In 1998, the Sippican Historical Society commissioned an architectural survey of Marion’s historic homes and buildings. The survey was funded one-half by the Sippican Historical Society and one-half by the Massachusetts Historical Commission. Due to the limits of funding, not all of the historic buildings were surveyed, but over 100 were catalogued and photographed. The results of the survey are in digital form on the Massachusetts Historical Commission’s website and in four binders in the Sippican Historical Society’s office (and at the Marion Town Clerk’s office).
Marion (Old Rochester) is one of the oldest towns in the United States, and the Sippican Historical Society maintains an extensive collection of documentation on its historic buildings.
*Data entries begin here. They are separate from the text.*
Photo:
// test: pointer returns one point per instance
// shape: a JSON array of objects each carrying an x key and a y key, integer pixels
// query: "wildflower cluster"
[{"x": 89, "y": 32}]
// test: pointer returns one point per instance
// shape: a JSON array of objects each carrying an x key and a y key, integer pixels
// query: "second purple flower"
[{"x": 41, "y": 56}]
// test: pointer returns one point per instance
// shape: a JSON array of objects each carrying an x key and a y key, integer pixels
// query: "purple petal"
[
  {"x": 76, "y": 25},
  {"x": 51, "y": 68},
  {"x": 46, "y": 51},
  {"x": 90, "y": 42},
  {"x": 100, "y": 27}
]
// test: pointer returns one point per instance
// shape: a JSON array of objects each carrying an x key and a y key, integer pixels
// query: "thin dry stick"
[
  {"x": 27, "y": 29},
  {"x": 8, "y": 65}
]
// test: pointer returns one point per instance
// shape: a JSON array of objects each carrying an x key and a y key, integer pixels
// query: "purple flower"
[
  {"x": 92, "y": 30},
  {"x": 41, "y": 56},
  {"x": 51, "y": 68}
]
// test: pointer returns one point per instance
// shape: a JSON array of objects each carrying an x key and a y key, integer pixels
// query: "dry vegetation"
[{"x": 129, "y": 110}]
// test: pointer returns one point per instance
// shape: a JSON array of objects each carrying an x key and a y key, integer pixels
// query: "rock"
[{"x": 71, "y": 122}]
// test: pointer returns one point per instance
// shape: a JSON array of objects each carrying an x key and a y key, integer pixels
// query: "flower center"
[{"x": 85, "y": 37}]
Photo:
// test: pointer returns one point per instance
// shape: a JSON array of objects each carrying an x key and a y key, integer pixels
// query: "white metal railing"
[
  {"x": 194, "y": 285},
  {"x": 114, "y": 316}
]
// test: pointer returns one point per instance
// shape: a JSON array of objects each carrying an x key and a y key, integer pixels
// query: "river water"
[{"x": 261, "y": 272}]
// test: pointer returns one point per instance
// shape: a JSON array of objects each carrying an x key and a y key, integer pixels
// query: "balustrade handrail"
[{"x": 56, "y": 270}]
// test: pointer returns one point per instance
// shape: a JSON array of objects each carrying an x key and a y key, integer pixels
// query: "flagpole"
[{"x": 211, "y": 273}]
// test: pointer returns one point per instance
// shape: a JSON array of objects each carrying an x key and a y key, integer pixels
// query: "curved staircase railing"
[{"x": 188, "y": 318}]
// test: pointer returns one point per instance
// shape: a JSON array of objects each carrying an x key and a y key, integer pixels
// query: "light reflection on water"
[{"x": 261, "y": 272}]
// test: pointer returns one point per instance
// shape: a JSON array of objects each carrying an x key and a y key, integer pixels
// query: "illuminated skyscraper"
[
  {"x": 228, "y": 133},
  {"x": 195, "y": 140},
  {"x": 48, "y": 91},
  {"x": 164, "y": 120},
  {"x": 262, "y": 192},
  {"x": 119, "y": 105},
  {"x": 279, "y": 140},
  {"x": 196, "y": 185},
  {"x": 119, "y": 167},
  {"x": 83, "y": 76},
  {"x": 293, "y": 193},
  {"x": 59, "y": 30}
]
The Sippican Historical Society will preview one building a week so that the residents of Marion can understand more about its unique historical architecture.
This installment features 226 Front Street – Alumni House. The building at 226 Front Street, once the Headmaster’s House of Tabor Academy, is a Cape Cod cottage that was built in 1817. It was greatly enlarged by a Colonial Revival addition in 1849. The 1855 Marion map indicates that Peleg Briggs lived here. By 1903, it was the property of Miss J. Briggs. In 1937, it became the Headmaster’s House when Tabor Academy was moved to the waterfront. Headmaster Walter Huston Lillard lived here until 1942, when he left Tabor Academy to assist the war effort. His successor was James W. Wickenden. The Headmaster’s House became an important focus of the school’s academic life.